Diode Laser Suggestions

I’ve had a big CO2 China Laser for a few years and enjoy it very much, but I’d like to get a smaller and more portable diode laser to play with. I see some popular options like Ortur and AtomStack, do any of them provide a rotational option?

What would the community suggest for a small diode engraver for flat and rotating objects? I realize it’s probably best to get a 5W diode (20W model from my understanding).

Any opinions, thoughts, and advice would be appreciated.

Thanks!

5 watt Diode’s run from 20-40 watt input and you get from 4-5.5 watt output. You can get up to 7 from JTech and there’s some more powerful out there I am sure.

I have an AtomStack A5 pro and I wouldn’t recommend it. Lots of play in the gantry with no way to adjust it, no factory way of adding a roller. You cannot permanently write to the controller. Anything you write will be reset when powered off and on again.

Ortur has a roller you can buy and their support hangs out in this forum to provide some support.
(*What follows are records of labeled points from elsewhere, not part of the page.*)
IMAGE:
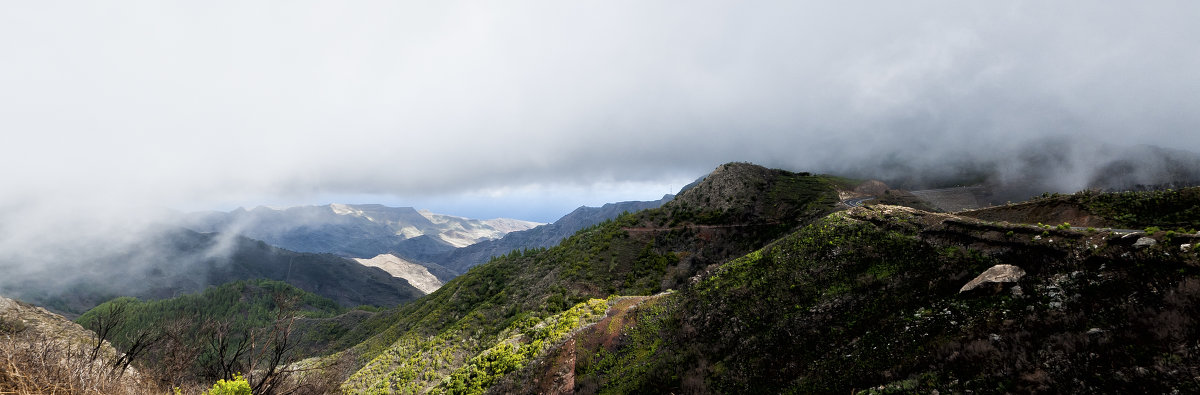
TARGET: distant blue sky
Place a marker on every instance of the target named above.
(531, 108)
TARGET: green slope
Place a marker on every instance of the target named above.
(735, 210)
(869, 300)
(184, 327)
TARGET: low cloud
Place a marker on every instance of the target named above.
(115, 113)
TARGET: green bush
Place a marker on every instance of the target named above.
(238, 385)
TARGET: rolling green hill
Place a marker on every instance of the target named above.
(735, 210)
(755, 281)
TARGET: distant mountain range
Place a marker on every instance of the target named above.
(171, 262)
(359, 231)
(546, 235)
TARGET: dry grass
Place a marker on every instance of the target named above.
(45, 365)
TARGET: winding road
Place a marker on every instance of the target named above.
(858, 201)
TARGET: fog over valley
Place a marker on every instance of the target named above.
(371, 154)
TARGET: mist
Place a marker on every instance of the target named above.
(117, 115)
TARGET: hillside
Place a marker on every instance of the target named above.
(874, 299)
(543, 237)
(45, 353)
(172, 262)
(735, 210)
(359, 231)
(173, 339)
(1134, 209)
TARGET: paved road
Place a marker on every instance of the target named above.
(858, 201)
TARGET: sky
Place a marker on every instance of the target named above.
(119, 111)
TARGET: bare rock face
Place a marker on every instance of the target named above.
(995, 275)
(1144, 243)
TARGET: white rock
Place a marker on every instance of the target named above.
(1000, 273)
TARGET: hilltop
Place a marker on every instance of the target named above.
(435, 342)
(359, 231)
(759, 280)
(172, 262)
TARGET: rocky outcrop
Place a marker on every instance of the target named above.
(417, 275)
(995, 275)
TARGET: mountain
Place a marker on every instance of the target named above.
(417, 275)
(540, 237)
(432, 343)
(754, 282)
(759, 280)
(183, 329)
(359, 231)
(171, 262)
(888, 299)
(45, 353)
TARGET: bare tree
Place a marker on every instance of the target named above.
(105, 323)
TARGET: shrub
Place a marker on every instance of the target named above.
(238, 385)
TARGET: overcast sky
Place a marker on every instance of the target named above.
(531, 108)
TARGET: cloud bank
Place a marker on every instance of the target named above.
(119, 108)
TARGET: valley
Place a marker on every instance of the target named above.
(751, 280)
There seems to be a grounding issue with them so I don’t know if they’ve fixed/addressed it yet.

Just giving you my two cents.

Thanks Willie, the rollers aren’t eccentric like they are on the 3D printer? On all the 3D printers I own with those 3 wheel set ups you can rotate them to be tighter on the rail to take up any slop, is that not the case here or it is, but still doesn’t resolve the issue?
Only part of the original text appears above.